Nella situazione drammatica in cui siamo, con un tasso di crescita vicino allo zero, se non addirittura negativo, parlare di riduzione d’imposte per famiglie e imprese si traduce in un aumento di deficit pubblico, che ci esporrebbe al rischio della procedura per deficit eccessivo. "Questo, a prescindere dalla flat tax. Ciò che serve è una lotta all’evasione fiscale, cosa che potrebbe compensare eventuali sgravi a famiglie, lavoratori dipendenti e pensionati, di gran lunga i più tartassati di tutti, oppure un incremento della fiscalità a carico delle imprese, la cui pressione fiscale - fonte Il Sole 24-Ore - è più bassa della media dei paesi Ocse, avendo ricevuto l’industria sostanziali incentivi per l’acquisto di macchinari e quant’altro”, ha rilevato Russo.
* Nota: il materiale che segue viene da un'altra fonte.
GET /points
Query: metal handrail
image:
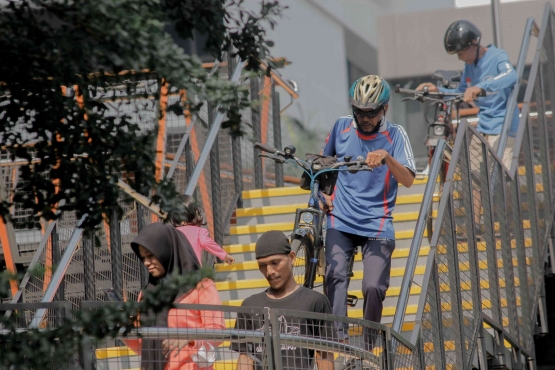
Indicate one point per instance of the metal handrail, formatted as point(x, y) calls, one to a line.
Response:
point(531, 29)
point(415, 245)
point(60, 271)
point(35, 260)
point(525, 131)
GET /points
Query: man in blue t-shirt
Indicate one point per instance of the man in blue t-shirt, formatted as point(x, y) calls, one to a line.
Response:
point(359, 211)
point(486, 69)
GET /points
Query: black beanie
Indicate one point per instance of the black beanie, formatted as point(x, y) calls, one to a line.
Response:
point(270, 243)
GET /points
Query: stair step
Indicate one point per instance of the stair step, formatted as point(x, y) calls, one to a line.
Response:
point(253, 265)
point(263, 283)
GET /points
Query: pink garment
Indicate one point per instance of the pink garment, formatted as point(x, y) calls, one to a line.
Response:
point(200, 239)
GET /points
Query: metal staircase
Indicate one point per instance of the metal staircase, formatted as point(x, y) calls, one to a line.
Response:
point(469, 299)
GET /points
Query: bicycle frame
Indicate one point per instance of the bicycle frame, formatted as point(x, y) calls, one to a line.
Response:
point(311, 224)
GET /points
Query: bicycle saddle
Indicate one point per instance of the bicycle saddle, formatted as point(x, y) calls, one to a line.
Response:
point(447, 78)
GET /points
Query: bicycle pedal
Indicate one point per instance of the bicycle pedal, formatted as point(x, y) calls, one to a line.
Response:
point(352, 300)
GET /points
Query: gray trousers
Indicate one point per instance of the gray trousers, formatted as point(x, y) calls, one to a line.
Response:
point(376, 258)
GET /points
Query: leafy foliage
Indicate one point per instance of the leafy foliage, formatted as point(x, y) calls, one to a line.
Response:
point(57, 347)
point(74, 144)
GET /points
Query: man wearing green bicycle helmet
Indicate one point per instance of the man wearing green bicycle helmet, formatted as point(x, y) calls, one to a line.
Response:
point(360, 208)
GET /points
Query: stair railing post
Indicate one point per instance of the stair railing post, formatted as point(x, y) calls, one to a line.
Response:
point(88, 265)
point(116, 253)
point(256, 130)
point(276, 120)
point(235, 148)
point(56, 258)
point(143, 272)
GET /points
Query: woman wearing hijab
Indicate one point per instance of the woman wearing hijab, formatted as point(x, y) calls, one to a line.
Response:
point(166, 252)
Le diseguaglianze pesano sulla mancata crescita del Paese, perché hanno comportato l’aumento della povertà assoluta e l’impoverimento della classe media, con una riduzione del loro poter d’acquisto. "Sulla patrimoniale sono d’accordo, al pari di tutti gli economisti a livello mondiale, così come sono favorevole alla reintroduzione di un’imposta sulla prima casa - con le opportune detrazioni per le famiglie più povere -, perché non trovo corretto che gente con redditi medio-alti non debba pagare un’imposta sula proprietà immobiliare, che andrebbe ai comuni, peraltro, che devono finanziare un welfare aggiuntivo. Sul’Irpef, bisogna abbassare l’aliquota iniziale al 23%, che è troppo alta, e alzare quella al 47% sui redditi più elevati. Insomma, c’è bisogno di un’operazione di redistribuzione fiscale, visto che sono aumentate le tasse per i redditi più bassi e, viceversa, sono diminuite quelle per i redditi più alti”, ha aggiunto Russo.
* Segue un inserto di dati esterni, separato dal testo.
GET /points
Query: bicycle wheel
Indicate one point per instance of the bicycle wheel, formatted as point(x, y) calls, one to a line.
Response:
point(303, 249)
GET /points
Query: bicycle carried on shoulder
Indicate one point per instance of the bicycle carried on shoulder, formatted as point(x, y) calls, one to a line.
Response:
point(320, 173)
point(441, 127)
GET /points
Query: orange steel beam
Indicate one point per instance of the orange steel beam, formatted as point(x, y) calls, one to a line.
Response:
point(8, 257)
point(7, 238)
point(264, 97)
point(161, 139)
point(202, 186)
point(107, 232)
“Noi pensiamo che grazie al Piano del lavoro, alla Carta dei diritti e a una nuova stagione di contrattazione con l’aumento dei salari lordi si può rilanciare il Paese. Poi si può incrementare il salario netto, così come le pensioni, attraverso la leva fiscale, con la diminuzione delle imposte per lavoratori dipendenti e pensionati. È evidente, che mentre nel primo caso siamo protagonisti, nel secondo, invece, non siamo noi che decidiamo e quindi chiediamo un tavolo di confronto col governo per cambiare politica fiscale, eliminando la flat tax, che abbassa le tasse ai ricchi”, ha sostenuto nell'ambito della stessa trasmissione Cristian Perniciano, area Politiche di sviluppo della Cgil nazionale.
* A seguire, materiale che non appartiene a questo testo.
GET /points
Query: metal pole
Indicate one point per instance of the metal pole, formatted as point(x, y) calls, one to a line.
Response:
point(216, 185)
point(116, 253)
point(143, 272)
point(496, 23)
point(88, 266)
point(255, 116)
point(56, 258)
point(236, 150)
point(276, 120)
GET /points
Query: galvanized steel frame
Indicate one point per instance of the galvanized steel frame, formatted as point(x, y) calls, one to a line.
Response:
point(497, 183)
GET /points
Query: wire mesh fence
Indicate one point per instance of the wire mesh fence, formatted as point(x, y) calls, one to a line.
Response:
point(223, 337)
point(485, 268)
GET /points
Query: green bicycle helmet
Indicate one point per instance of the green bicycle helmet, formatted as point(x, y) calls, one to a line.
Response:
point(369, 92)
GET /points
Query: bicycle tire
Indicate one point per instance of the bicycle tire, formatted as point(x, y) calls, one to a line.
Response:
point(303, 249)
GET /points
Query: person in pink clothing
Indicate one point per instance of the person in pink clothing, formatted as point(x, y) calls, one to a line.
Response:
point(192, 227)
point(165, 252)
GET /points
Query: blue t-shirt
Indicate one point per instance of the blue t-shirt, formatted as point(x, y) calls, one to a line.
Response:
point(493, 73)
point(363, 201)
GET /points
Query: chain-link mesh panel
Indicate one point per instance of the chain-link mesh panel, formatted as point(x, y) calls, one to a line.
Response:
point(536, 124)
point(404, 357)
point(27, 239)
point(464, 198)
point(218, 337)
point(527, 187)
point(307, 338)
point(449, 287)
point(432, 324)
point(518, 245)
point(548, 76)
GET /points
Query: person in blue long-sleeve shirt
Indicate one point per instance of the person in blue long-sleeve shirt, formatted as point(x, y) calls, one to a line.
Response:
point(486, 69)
“Puntiamo a una piattaforma che incrementi i redditi netti di dipendenti e pensionati, con la modifica delle detrazioni - gli sconti che spettano ai singoli contribuenti - riducendo le imposte e mantenendo la progressività. Poi pensiamo a un’imposta sulla ricchezza, contro le diseguaglianze per la solidarietà fiscale, una sorta di patrimoniale, perché in Italia c’è una concentrazione di patrimoni spaventosa, dove il 5% delle famiglie più ricche ha il 40% del patrimonio totale, il 10% delle famiglie più ricche detiene il 55% del patrimonio finanziario nel suo complesso, con una media procapite di 740.000 euro, secondo un’analisi della Banca d’Italia. Smontare i patrimoni finanziari concentrati equivale a liberare risorse per investimenti e lavoro, rendendo così la ricchezza produttiva”, ha concluso Perniciano.